On 4/8/25 5:11 AM, Richard Weinberger wrote:
On Mon, Apr 7, 2025 at 9:08 PM Darrick J. Wong djwong@kernel.org wrote:
It's also the default policy on Debian 12 and RHEL9 that if you're logged into the GUI, any program can run:
$ truncate -s 3g /tmp/a $ mkfs.hfs /tmp/a $ <write evil stuff on /tmp/a> $ udisksctl loop-setup -f /tmp/a $ udisksctl mount -b /dev/loopX
and the user never sees a prompt. GNOME and KDE both display a notification when the mount finishes, but by then it could be too late. Someone should file a CVE against them too.
At least on SUSE orphaned and other problematic filesystem kernel modules are blacklisted.
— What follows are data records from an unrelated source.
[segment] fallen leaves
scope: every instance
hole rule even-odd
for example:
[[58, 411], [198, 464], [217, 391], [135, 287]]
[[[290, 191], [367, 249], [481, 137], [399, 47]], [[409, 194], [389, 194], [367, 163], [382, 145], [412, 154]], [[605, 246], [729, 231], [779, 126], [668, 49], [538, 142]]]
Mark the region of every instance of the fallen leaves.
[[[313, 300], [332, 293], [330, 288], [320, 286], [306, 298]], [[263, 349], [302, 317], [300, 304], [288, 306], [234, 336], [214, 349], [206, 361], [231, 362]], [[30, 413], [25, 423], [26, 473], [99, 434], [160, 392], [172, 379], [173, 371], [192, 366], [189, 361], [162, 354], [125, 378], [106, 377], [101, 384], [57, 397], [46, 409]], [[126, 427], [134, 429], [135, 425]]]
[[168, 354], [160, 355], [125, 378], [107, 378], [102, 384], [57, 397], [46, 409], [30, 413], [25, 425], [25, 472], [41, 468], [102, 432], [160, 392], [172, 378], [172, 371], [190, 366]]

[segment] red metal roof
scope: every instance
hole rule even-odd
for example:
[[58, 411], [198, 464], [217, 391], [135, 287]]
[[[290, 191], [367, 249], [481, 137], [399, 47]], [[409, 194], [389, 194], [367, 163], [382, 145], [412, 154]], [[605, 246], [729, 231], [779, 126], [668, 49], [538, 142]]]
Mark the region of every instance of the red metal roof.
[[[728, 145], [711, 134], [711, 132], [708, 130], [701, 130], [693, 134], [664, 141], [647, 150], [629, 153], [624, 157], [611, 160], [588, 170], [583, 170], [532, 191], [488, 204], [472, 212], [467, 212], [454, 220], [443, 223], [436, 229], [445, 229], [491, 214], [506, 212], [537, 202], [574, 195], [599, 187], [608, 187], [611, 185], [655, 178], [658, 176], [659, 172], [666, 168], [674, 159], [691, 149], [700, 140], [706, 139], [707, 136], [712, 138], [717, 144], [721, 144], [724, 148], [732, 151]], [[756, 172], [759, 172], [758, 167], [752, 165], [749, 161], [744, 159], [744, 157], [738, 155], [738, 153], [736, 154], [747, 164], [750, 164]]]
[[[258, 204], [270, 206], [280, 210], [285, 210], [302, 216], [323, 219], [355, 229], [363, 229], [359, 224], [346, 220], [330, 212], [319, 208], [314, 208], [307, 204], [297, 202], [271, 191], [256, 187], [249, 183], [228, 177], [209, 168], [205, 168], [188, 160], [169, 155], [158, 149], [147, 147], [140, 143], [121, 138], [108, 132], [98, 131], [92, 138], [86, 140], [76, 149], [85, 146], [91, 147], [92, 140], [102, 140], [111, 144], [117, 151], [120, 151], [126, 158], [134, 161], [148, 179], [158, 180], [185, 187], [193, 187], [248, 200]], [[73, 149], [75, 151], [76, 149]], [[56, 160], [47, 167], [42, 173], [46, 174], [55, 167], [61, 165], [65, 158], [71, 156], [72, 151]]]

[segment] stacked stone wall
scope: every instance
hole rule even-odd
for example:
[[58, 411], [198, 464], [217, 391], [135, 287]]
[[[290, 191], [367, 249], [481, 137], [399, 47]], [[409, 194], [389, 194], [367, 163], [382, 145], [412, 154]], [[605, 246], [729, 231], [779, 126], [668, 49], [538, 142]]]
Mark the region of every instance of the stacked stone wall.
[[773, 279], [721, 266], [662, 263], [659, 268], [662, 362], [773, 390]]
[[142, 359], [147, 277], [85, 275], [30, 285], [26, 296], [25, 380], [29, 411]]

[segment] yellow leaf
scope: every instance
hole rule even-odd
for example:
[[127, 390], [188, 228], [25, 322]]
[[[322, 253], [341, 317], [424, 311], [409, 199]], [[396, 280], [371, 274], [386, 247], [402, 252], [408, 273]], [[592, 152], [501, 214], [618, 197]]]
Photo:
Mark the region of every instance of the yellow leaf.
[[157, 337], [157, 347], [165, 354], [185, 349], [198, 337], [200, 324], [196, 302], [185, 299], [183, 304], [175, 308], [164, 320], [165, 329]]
I wonder why other distros didn't follow this approach.
To be clear, RHEL9 ships a very limited set of filesystems, and as a result does not ship any of these oddball/orphaned filesystems.
While I agree w/ Darrick that the silent automounter is a risk in general, even for well-maintained filesystems, for distros like RHEL the attack surface is much more limited because the most problematic filesystems aren't available.
Not saying it solves the problem completely, just saying it's not as egregious as it might look from the original example.